"The catapult uses a rope or spring wound up real tight," he says. "The trebuchet doesn't have that kind of tension. It has a counterweight that drops, kind of like an off-balance seesaw."
Arendec got the idea to build one of the primitive stone throwers a couple of years ago, while watching an episode of Nova. "My son said, 'You should make one of those,'" he explains. "I'm into the hands-on history. My brother and I used to hit each other with tomato sticks. I guess I never got over that."

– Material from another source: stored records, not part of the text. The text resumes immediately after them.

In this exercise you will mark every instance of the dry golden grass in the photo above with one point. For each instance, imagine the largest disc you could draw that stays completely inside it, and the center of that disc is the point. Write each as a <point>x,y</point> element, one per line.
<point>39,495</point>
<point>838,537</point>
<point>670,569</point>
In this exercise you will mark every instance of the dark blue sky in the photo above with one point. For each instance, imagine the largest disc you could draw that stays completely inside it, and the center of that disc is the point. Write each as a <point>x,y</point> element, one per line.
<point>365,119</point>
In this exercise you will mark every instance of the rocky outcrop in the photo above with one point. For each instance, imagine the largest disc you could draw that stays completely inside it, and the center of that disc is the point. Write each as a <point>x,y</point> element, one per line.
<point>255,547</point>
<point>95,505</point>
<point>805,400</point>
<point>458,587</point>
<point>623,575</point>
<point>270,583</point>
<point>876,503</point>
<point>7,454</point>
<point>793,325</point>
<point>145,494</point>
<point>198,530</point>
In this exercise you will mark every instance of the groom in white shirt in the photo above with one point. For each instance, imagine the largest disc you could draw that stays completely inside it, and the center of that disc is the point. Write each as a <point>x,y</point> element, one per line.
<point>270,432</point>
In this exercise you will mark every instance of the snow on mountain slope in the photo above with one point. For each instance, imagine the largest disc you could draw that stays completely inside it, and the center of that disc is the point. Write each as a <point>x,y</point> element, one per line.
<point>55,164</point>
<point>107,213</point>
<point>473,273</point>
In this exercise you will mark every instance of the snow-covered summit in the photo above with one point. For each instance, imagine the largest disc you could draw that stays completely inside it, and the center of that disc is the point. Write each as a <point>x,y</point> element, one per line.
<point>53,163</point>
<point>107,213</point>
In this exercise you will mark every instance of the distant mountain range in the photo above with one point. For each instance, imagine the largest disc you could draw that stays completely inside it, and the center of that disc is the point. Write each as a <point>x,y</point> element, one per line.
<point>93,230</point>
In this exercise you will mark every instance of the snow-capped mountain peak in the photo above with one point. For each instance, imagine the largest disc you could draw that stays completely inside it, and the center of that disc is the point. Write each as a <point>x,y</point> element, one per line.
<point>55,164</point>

The 16-foot device sits in the driveway of Arendec's Olmsted Falls home. Not so surprisingly, it's the topic of many neighborhood conversations. "I've got retired teachers living around me, so they actually think it's kinda neat," he says. "We put a wreath on top of it every year for Christmas."
Arendec admits that he's not much of a renaissance festival kinda guy (he rarely drags his trebuchet to these sorts of things, he says). Yet he'll probably be sporting armor of some sort at the 23rd annual Baycrafters gathering. "People launch cantaloupes at me, and I attempt to catch them on my head," he says.
Arendec will also be discharging foam rocks with his catapult -- er, trebuchet. No solid stones, though -- don't wanna hit Lady Lorna MacDonald, Conjurer Rodney the Elder, Mistress Jo, or any of the other folks strolling the grounds. "This is a good [place] for it," he says.
"There really aren't a lot of places where I can take this thing."